Issue #27 sees the setting shift to New York where the murder of a Hare Krishna follower leads Shang-Chi to infiltrate a meeting of the Council of Seven. He confronts his father directly for once and instead of the raving madman of past appearances, Fu Manchu is given a calm dignity and underlying menace as the two discuss not only their differing philosophies, but the familial conflict between father and son.
Shading Fu Manchu to be less of a villain and more an irreconcilable ideological opposite comes directly from Rohmer, but the added depth of family conflict is all Moench’s work. Their extended dialogue is excellent and easily the highlight of this middle piece of the three-part storyline. John Buscema’s artwork gives the issue more of a 1960s feel at times, which is certainly not a criticism.
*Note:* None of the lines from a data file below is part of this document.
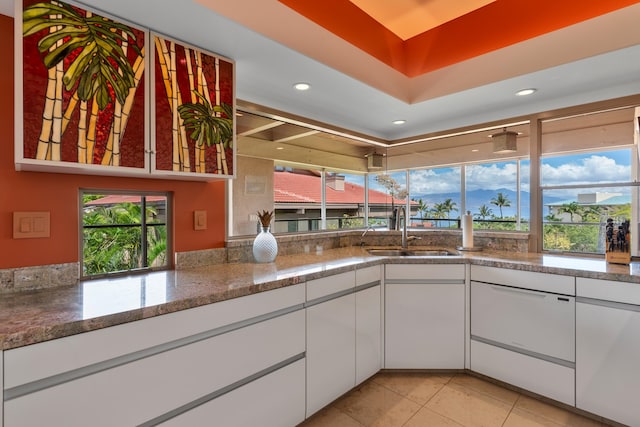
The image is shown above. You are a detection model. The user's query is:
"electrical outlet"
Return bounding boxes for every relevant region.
[193,211,207,230]
[13,212,51,239]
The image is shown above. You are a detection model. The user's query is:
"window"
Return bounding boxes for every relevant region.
[230,101,640,256]
[540,108,639,254]
[80,190,170,277]
[325,171,365,230]
[409,166,462,228]
[465,160,529,230]
[541,149,637,254]
[368,171,408,229]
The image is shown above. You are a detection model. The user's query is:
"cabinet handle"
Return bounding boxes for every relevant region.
[491,286,547,298]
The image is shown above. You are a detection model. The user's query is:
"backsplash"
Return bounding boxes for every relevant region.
[0,230,529,293]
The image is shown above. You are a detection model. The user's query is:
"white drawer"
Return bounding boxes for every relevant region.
[471,340,575,406]
[385,264,465,282]
[576,277,640,305]
[4,309,305,427]
[471,265,576,295]
[307,271,356,301]
[4,284,304,389]
[356,265,382,286]
[471,281,575,362]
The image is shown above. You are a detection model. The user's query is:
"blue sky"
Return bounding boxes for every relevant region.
[347,149,631,194]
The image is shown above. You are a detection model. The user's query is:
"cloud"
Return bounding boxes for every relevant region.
[541,154,631,186]
[352,154,631,194]
[409,167,461,194]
Unfortunately, Buscema tends to make Shang-Chi resemble a certain Cimmerian barbarian hero that was quite popular for Marvel then and now.
Issue #28’s conclusion is slightly disappointing after the strong build-up. Partially, this is due to Moench’s decision not to resolve the war within the Si-Fan so much as to set it up for a larger storyline later. The importance of the issue is now that the supporting characters are more recognizable as Sax Rohmer’s creations, they could be set aside while Moench worked at developing a new direction for the book. Ron Wilson’s artwork here is servicable as substitutes go. The return of Shadow-Stalker and a somewhat dissatisfying attempt to position Fah lo Suee as her father’s equal are the real meat here once the reader accepts that Moench is sowing seeds for a larger-scale conflict at a later date rather than advancing the plot.
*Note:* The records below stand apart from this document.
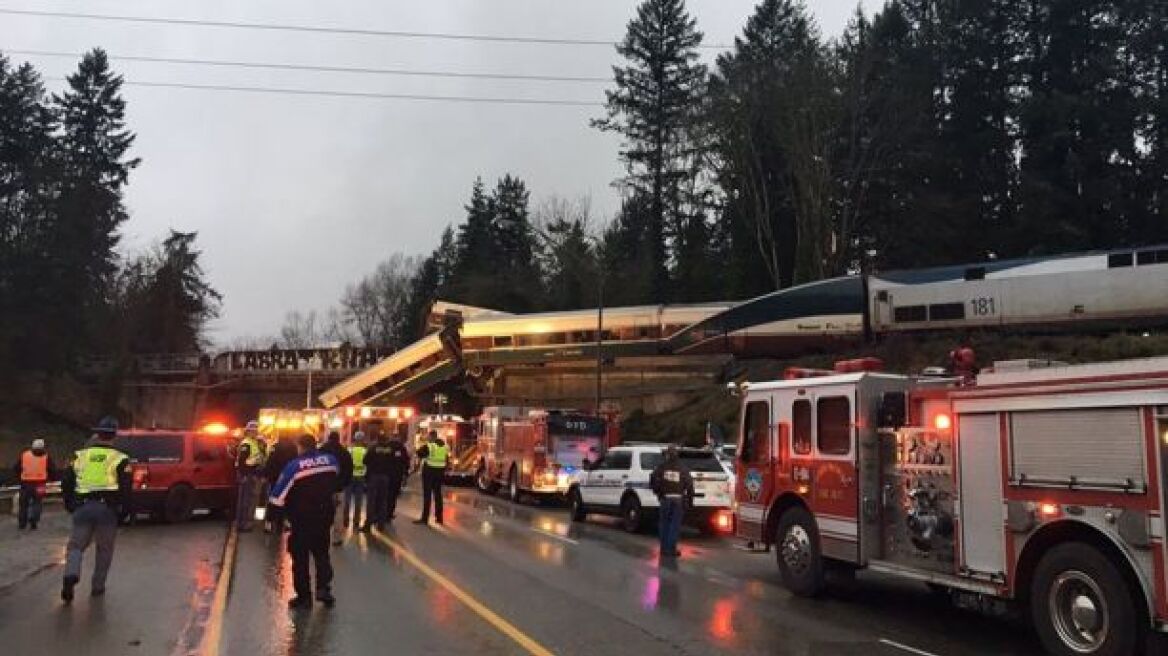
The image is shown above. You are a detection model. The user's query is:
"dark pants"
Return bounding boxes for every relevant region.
[235,469,258,529]
[341,479,369,526]
[288,517,333,599]
[422,467,446,524]
[658,496,686,554]
[65,501,118,591]
[366,474,389,526]
[16,483,44,529]
[385,472,405,519]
The fourth and final issue of the Giant-Size quarterly marked the return of Keith Pollard as a substitute for Paul Gulacy. It should be noted that Marvel’s Giant-Size quarterlies all had a shelf-life of just over a year and then the promotion ended. Shang-Chi’s finale is centered around yet another Si-Fan assassin, Tiger Claw, but the issue belongs to wise guy cabbie, Rufus T. Hackstabber. The Marx Brothers were going through a revival during this period with yet another generation adopting their anarchic spirit and viewing their counter-culture humor as something other than an immigrant’s flagrant disregard for the conventional. The character of Hackstabber and much of his dialogue throughout are meant to recall Groucho Marx’s persona right down to the glasses, greasepaint moustache, and ever-present cigar.
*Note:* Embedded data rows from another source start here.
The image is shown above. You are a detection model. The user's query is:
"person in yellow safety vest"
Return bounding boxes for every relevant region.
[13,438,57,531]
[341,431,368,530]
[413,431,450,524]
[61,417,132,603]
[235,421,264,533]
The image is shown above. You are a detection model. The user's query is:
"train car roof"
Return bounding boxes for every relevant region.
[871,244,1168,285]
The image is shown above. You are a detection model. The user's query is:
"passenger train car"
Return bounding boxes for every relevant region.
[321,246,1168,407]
From the bank heist gone wrong opening, it is clear this is a decidedly offbeat issue. That said, the surfeit of humor does not prove to be the issue’s undoing. Fu Manchu and his mistress Ducharme (making a welcome return to the title) are handled deftly and kept largely in the background. Tiger Claw suffers from following too closely on the heels of the superior Shadow-Stalker. Perhaps for this reason, Moench opts to focus more of the story on two luckless bankrobbers working for the rogue Si-Fan assassin. Impatient readers would have to wait until the next issue of the monthly comic for the new direction for the series to take hold and to welcome the return of Paul Gulacy as artist.
William Patrick Maynard is a writer and film historian. His commentaries have appeared on releases from MGM, Shout Factory, and Kino-Lorber. He is the authorized continuation writer for the Sax Rohmer Literary Estate and is the author of new Fu Manchu thrillers for Black Coat Press.